I remember the first time I saw you. I didn’t remember what you were wearing, or what I was wearing. But I do remember the restaurant, the place, the seats where we sat. My sister was asked to have dinner with her then-crush-now-boyfriend and his friends. I had just finished uni for the day and it was about six in the evening. No girl in her right mind would have dinner by herself after a long day of studying, so I said yes to my sister’s invitation.
Or perhaps I was self-inviting myself. Anyway, I also wanted to see the guy who had stolen bits and pieces of my sister’s heart.
We had dinner at this Thai restaurant. I sat in the corner of the table, beside the wall, and you were late. You were the last one to arrive, right after our food had arrived. You apologised for being late, and sat at the other corner. We had four people between us but somehow, we saw each other.
I was introduced as the sister of the girl that everyone in the group wanted to see, and you were introduced as the housemate and old pal of my sister’s then-crush-now-boyfriend. I knew right then and there that I had fallen in love with your smile.
Yes, your smile.
Then I found out that you were 11 years older than me.
But it didn’t matter.
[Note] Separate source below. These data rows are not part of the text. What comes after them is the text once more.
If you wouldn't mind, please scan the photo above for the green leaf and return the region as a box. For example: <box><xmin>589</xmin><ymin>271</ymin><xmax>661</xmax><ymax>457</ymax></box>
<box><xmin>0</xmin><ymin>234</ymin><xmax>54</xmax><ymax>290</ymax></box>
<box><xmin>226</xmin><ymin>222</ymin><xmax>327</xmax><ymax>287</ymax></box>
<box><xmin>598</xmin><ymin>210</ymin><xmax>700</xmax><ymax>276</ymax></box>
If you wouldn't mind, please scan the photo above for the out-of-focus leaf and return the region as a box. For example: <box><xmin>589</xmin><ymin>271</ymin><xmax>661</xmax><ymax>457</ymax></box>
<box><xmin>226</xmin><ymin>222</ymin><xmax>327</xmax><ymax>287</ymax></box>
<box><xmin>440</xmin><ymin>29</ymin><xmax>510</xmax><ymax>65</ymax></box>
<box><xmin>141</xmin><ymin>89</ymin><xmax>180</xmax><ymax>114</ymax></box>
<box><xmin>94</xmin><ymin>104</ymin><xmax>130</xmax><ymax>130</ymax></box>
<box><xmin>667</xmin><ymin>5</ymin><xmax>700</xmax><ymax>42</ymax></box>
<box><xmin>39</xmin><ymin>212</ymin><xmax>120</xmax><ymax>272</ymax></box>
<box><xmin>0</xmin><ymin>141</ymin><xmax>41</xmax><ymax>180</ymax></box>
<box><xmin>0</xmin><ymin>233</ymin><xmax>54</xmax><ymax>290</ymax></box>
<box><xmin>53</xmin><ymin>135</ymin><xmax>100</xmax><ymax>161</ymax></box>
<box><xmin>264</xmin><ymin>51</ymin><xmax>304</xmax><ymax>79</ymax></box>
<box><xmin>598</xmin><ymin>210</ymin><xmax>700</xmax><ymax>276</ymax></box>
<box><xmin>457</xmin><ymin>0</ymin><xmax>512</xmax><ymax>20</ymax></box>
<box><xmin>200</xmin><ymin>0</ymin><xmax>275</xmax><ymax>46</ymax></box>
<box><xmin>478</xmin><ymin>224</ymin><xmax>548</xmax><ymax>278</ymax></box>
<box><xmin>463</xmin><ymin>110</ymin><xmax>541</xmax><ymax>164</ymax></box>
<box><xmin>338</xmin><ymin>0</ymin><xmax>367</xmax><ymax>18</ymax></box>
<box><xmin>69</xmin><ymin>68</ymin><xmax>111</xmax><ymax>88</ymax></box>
You wouldn’t set your sight at a little girl like me anyway.
After that dinner, we had other countless group dinners. I began to fancy you – your smile, your quiet nature, your kindness. You were always the last one to leave the table, the last one to walk out of the restaurant. You were the big umbrella guy, and when it did rain, you triumphantly opened the heavy, long-held umbrella and shielded me from the pouring water. You were the door-opener, the protector.
I fancied you, and I had always told my sister, jokingly, that you were mine. Of course, I was only half-joking.
You were my sister’s then-crush-now-boyfriend’s good friend, but it didn’t matter. For you were never to set your eyes on me, a girl not even twenty who talked about assignments when you talked about politics.
Yet you did.
I still remember the day when you first asked me out. You were an accomplice, wanting to set my sister up. So you picked me up, while your good friend picked her.
You invited me to have coffee before a mutual friend’s birthday dinner. I said yes without thinking, and after that, hit the panic button.
I know, I babbled. I babbled a lot. I know you could tell that I was nervous. I know you were laughing at my actions behind my back. Probably. But it didn’t matter. I had a date with you, and we clicked.
We clicked so much that you ended up asking for a second date. And a third one.
We clicked that you suddenly grabbed my hand during our first movie.
We clicked so well that you told me you have set your eyes on me since we first met at that Thai restaurant, but never did make a move because you hit the eleven-year-age-gap wall.
But I’m glad you punched those walls and asked me out despite the odds. For during those innocent two-second glances back at the restaurant, I know right then and there that I have fallen in love with your smile.